Frontend design includes access to Nano Banana, an image generation model developed by Google and released in August. Browser automation includes the ability for the agent to try out interactions such as completing input fields and reviewing the results, with screenshots that are presented to the developer.

Another feature highlighted by Google is the ability to parallelize work, instructing an agent to do some background research, for example, while also working on the application.

Pricing is not yet available, though a Team plan and Enterprise plan are tagged as coming soon. Individuals can currently use Antigravity for free, subject to a rate limit which refreshes every five hours. The exact way the limit is calculated is not specified, other than that it is based on the down by the agent rather than the number of prompts. The LLMs on offer are Google Gemini 3, Anthropic Claude Sonnet 4.5 or OpenAI GPT-OSS.

Early adopters have hit issues with credit exhaustion or provider overload
Early adopters have hit issues with credit exhaustion or provider overload

We tried Antigravity but we soon hit issues, with a message “Agent taking unexpectedly long to load.” The agent manager seems happy to display its busy icon forever, but clicking a button to go to the editor revealed a further message, “Agent terminated due to error” this being “model provider overload.” We were asked to try again later.

Others have found themselves soon running out of credits. “I start using it for my project and after about 20 mins – oh, no. Out of credits … I switched back to cursor,” said a comment on Hacker News. There is no mechanism currently for buying extra credits. AI processing is expensive, and once the product comes out of preview this may be a pricey tool to run in a development team.

Antigravity is an incremental step towards providing tools for Ai-driven development, and views on its value will vary according to whether the notion of software development evolving into the orchestration of agents is embraced or resisted. Security is an issue, and the terms of use warn that “Antigravity is known to have certain security limitations.” Risks identified include data exfiltration and (presumably malicious) code execution. The terms advise avoiding processing sensitive data and verifying all actions taken by the agent – though one would have thought that if Google were serious about this, it would not have product defaults that give the agents substantial autonomy. 

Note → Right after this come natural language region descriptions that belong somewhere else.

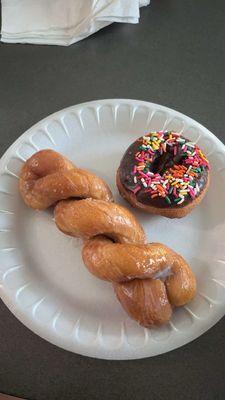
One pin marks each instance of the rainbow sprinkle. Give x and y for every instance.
(179, 181)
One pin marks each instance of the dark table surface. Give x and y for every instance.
(173, 57)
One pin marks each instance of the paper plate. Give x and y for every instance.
(43, 279)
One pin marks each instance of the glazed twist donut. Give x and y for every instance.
(148, 279)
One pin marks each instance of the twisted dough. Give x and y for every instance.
(148, 279)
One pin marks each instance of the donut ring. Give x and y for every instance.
(148, 279)
(163, 173)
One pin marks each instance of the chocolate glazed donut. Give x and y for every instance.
(148, 279)
(163, 173)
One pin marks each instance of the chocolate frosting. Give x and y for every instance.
(160, 164)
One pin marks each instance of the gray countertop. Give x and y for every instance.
(174, 57)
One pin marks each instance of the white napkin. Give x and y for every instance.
(63, 22)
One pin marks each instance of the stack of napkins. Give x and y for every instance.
(63, 22)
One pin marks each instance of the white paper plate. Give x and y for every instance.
(43, 279)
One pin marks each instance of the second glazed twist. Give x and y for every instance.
(148, 279)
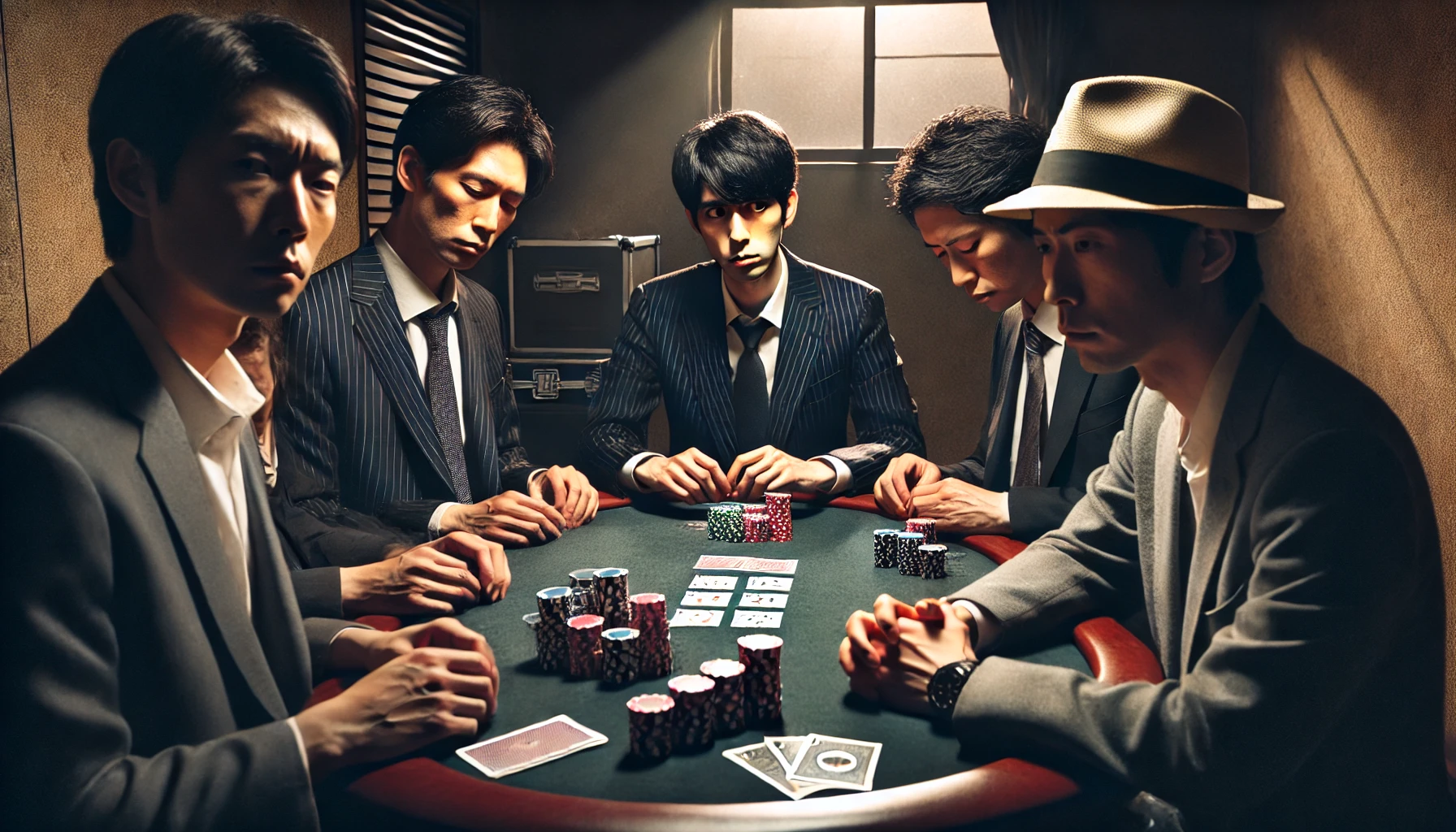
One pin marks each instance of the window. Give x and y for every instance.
(856, 82)
(402, 47)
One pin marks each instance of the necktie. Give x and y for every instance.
(750, 387)
(1034, 410)
(443, 407)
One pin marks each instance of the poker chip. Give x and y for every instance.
(887, 548)
(763, 687)
(909, 552)
(612, 595)
(728, 707)
(693, 712)
(584, 646)
(932, 561)
(654, 640)
(619, 655)
(650, 726)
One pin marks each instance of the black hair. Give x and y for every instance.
(743, 156)
(450, 119)
(967, 159)
(171, 79)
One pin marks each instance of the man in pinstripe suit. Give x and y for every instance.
(759, 356)
(395, 401)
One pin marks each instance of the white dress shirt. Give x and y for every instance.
(768, 354)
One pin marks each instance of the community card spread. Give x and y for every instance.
(696, 618)
(765, 599)
(531, 747)
(707, 598)
(843, 764)
(756, 618)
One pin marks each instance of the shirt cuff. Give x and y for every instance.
(628, 475)
(439, 518)
(843, 479)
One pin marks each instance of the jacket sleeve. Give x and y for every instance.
(62, 685)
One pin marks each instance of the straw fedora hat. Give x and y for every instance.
(1158, 146)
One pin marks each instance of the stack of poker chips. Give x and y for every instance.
(553, 605)
(727, 675)
(612, 595)
(909, 552)
(932, 561)
(654, 641)
(693, 712)
(781, 521)
(619, 656)
(887, 548)
(925, 526)
(763, 687)
(584, 646)
(650, 726)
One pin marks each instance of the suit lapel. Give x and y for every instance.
(798, 349)
(376, 319)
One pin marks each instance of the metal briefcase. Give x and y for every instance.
(568, 296)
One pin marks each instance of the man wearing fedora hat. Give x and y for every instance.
(1263, 509)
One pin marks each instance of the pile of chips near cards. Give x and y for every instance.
(800, 767)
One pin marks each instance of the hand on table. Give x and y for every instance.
(568, 492)
(900, 479)
(692, 477)
(510, 518)
(770, 470)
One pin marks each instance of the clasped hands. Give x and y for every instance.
(891, 653)
(693, 477)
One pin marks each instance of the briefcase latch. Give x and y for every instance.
(566, 282)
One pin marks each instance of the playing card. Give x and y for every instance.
(845, 764)
(715, 582)
(756, 618)
(766, 599)
(757, 760)
(531, 747)
(707, 598)
(696, 618)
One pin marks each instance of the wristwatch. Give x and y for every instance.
(945, 685)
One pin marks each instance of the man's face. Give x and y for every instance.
(1116, 306)
(992, 261)
(463, 210)
(251, 204)
(743, 238)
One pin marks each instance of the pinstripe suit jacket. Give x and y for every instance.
(354, 424)
(836, 359)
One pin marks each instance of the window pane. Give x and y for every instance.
(909, 92)
(805, 69)
(934, 29)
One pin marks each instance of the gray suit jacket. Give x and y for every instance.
(1301, 633)
(137, 691)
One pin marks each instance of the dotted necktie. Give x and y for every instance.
(440, 388)
(750, 387)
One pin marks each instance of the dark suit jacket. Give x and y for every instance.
(1085, 416)
(137, 691)
(354, 424)
(836, 359)
(1301, 630)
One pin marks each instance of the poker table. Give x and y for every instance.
(925, 780)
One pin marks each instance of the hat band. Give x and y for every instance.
(1134, 180)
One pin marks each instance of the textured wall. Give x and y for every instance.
(54, 54)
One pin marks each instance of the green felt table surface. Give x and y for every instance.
(658, 547)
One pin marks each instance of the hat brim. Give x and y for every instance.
(1259, 216)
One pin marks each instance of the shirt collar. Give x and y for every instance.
(411, 293)
(207, 402)
(772, 310)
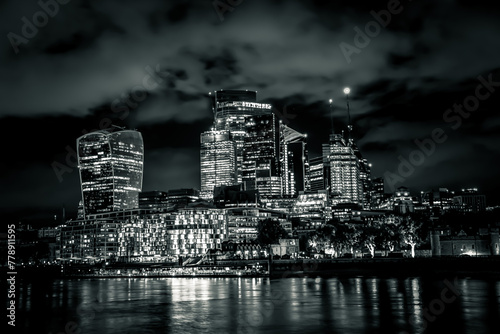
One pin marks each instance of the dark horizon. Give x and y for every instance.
(150, 67)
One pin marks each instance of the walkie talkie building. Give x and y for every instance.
(111, 169)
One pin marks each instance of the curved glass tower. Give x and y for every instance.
(111, 169)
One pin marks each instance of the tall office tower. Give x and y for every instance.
(344, 178)
(217, 161)
(364, 175)
(294, 162)
(260, 155)
(377, 192)
(317, 176)
(111, 168)
(232, 109)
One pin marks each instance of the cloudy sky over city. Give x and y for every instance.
(149, 65)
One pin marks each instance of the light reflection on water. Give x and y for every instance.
(260, 305)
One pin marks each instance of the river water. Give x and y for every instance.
(259, 305)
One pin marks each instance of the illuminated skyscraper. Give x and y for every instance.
(217, 161)
(232, 110)
(259, 155)
(317, 175)
(111, 169)
(344, 171)
(293, 161)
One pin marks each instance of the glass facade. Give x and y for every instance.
(217, 162)
(294, 165)
(111, 169)
(144, 235)
(233, 110)
(344, 171)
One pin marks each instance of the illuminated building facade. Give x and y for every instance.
(243, 222)
(377, 192)
(233, 109)
(111, 169)
(293, 161)
(317, 174)
(259, 168)
(312, 206)
(217, 161)
(344, 171)
(144, 235)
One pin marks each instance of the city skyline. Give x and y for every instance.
(395, 99)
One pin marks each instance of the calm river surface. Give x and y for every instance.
(259, 305)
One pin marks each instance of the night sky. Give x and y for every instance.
(149, 65)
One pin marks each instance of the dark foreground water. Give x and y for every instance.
(260, 305)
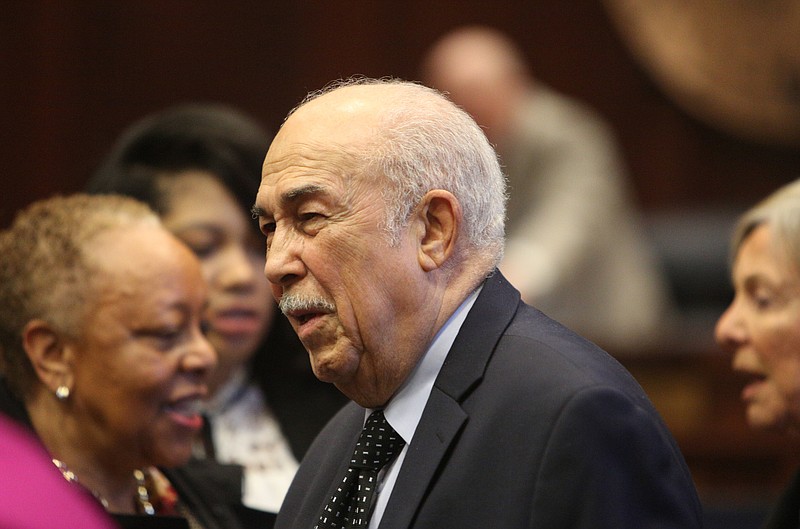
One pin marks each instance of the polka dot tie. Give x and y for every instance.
(351, 502)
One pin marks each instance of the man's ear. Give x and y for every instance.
(49, 354)
(440, 219)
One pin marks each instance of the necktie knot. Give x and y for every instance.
(377, 444)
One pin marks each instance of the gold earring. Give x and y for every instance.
(62, 392)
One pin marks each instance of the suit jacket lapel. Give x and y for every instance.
(444, 417)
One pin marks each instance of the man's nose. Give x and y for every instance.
(284, 263)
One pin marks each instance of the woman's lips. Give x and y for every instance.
(186, 412)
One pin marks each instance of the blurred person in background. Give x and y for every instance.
(104, 356)
(761, 327)
(198, 166)
(576, 246)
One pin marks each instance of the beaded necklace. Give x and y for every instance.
(142, 495)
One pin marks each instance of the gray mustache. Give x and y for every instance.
(296, 302)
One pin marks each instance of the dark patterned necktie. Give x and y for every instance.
(350, 505)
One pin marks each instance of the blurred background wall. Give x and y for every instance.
(76, 72)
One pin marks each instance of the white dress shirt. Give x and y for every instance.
(405, 409)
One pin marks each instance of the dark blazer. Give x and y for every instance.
(527, 425)
(786, 513)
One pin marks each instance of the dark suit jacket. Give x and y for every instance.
(528, 425)
(786, 513)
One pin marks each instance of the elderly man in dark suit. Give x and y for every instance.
(383, 206)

Risks can be mitigated by using Antigravity in a sandboxed environment and increasing the amount of human review. One of the difficulties though is that the AI may write code or take actions that some developers do not fully understand, making human verification challenging. Prompt injection, where the AI draws on resources crafted to instruct the agent to perform malicious actions, is another risk.

Forking VS Code can also be a source of friction, particularly with extensions which for Antigravity come from the Open VSX registry, rather than from the better-supported Visual Studio Code marketplace.

Some developers feel that Microsoft is falling behind on agentic development, making forks like Antigravity necessary. “f we’d have to wait for Microsoft to innovate on the Agent interaction, the ecosystem would move pretty slowly,” said one Reddit comment.

Then again, moving more slowly may be exactly what the AI ecosystem needs, considering the number of unsolved issues around security and reliability.